SECTION 5.  ADVANCE OF EXPENSES.  Subject to the provisions of Article VII of the Declaration of Trust, expenses incurred by an agent in connection with the preparation and presentation of a defense to any proceeding shall be paid by the Trust from time to time prior to final disposition thereof upon receipt of an undertaking by or on behalf of such agent that such amount will be paid over by him or her to the Trust if it is ultimately determined that he or she is not entitled to indemnification under this Article XI or the Declaration of Trust; provided, however, that (a) such agent shall have provided appropriate security for such undertaking, (b) the Trust is insured against losses arising out of any such advance payments, or (c) either a majority of the Trustees who are neither Interested Persons of the Trust nor parties to the proceedings, or independent legal counsel in a written opinion, shall have determined, based upon a review of readily available facts (as opposed to a full trial-type inquiry or full investigation), that there is reason to believe that such agent will be found entitled to indemnification under this Article XI.

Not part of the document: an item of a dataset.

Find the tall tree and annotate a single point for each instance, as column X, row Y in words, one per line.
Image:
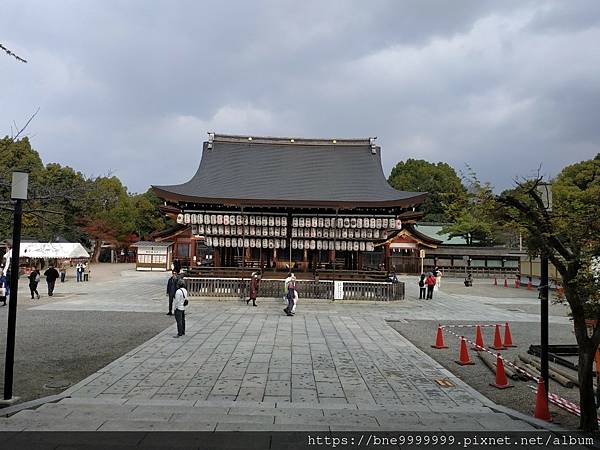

SECTION 6.  REQUIRED APPROVAL.  Any indemnification under this Article XI shall be made by the Trust if authorized in the specific case on a determination that indemnification of the agent is proper in the circumstances by a majority vote of the Trustees, even though such number of Trustees shall be less than a quorum, who are not parties to the proceeding and have no economic or other interest in connection with such specific case; a committee of such Trustees designated by majority vote of such Trustees even though such number of Trustees shall be less than a quorum; or by independent legal counsel in a written opinion.


SECTION 7.  FIDUCIARIES OF EMPLOYEE BENEFIT PLAN.  This Article XI does not apply to any proceeding against any Trustee, investment manager or other fiduciary of an employee benefit plan in that person's capacity as such, even though that person may also be an agent of the Trust.  Nothing contained in this Article XI shall limit any right to indemnification to which such Trustee, investment manager, or other fiduciary may be entitled by contract or otherwise which shall be enforceable to the extent permitted by applicable law other than this Article XI.    



ARTICLE XII


Amendments


These By-Laws, or any of them, may be altered, amended or repealed, or new By-laws may be adopted by (a) a vote of holders of the majority of the outstanding Shares entitled to vote or (b) by the Trustees; provided, however, that no By-law may be amended, adopted or repealed by the Trustees if such amendment, adoption or repeal is required by applicable law, the Declaration of Trust or these By-Laws to be submitted to a vote of the Shareholders.